As I know, SVM predicts class label directly without probability
information.
The probability of each class is just an estimation.
(Check section 8 of libsvm paper:
http://www.csie.ntu.edu.tw/~cjlin/papers/libsvm.pdf)
On Fri, May 22, 2015 at 3:03 AM zhenjiang zech xu <zhenjiang...@gmail.com>
wrote:
> Hi all,
>
> I tested the following code and its outputs show predict_proba and predict
> give very different result, even for the samples with high probability
> (0.7) to be label 1 are predicted as label 1. I am very surprised. Is this
> problem specific to the algorithm SVC used to generate probability?
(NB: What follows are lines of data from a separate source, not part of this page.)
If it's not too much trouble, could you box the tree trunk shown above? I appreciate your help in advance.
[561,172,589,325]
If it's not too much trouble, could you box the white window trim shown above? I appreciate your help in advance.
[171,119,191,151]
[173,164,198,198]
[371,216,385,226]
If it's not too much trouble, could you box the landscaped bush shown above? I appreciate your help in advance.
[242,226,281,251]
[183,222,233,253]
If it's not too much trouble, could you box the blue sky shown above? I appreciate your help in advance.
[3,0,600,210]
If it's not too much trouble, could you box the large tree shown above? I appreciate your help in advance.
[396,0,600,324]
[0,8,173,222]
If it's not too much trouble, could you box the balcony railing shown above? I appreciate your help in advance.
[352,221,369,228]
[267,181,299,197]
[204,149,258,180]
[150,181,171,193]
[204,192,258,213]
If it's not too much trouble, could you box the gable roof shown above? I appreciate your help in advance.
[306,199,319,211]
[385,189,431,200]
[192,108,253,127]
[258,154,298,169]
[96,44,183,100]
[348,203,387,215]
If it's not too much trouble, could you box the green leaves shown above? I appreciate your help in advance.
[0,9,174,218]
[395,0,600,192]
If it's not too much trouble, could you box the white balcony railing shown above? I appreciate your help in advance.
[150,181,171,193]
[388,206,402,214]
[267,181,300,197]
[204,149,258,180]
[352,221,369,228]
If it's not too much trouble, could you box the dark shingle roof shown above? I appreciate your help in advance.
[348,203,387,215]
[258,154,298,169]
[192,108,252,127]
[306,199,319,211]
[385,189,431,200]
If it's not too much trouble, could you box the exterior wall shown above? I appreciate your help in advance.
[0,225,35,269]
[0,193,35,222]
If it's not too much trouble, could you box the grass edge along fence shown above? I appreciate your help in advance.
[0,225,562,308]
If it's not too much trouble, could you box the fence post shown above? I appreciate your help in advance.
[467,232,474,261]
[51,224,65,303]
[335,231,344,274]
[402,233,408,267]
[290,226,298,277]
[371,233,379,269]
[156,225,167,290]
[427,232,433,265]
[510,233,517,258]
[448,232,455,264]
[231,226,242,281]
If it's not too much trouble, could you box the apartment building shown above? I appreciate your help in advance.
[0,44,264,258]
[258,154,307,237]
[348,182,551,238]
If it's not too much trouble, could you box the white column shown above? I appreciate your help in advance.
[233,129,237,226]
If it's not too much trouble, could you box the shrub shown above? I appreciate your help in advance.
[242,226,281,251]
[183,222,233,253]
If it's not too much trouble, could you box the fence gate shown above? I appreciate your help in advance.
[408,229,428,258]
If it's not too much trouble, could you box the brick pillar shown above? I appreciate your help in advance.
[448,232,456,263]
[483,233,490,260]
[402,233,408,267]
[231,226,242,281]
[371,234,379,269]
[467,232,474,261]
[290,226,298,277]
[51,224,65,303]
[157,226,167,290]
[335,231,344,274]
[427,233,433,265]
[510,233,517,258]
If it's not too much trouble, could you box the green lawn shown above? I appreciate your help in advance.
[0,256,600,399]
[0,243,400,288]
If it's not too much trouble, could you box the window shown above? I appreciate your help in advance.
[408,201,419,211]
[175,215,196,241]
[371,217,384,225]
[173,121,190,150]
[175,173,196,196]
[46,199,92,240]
I
> haven't tested on other types of models. would they have similar problem?
>
> import numpy as np
> import matplotlib.pyplot as plt
>
> from sklearn import svm, datasets
> from sklearn.cross_validation import train_test_split
> from sklearn.metrics import confusion_matrix
>
> # import some data to play with
> iris = datasets.load_iris()
> X = iris.data
> y = iris.target
>
> # Split the data into a training set and a test set
> X_train, X_test, y_train, y_test = train_test_split(X, y, random_state=0)
>
> # Run classifier, using a model that is too regularized (C too low) to see
> # the impact on the results
> classifier = svm.SVC(kernel='linear', C=0.01, probability=True)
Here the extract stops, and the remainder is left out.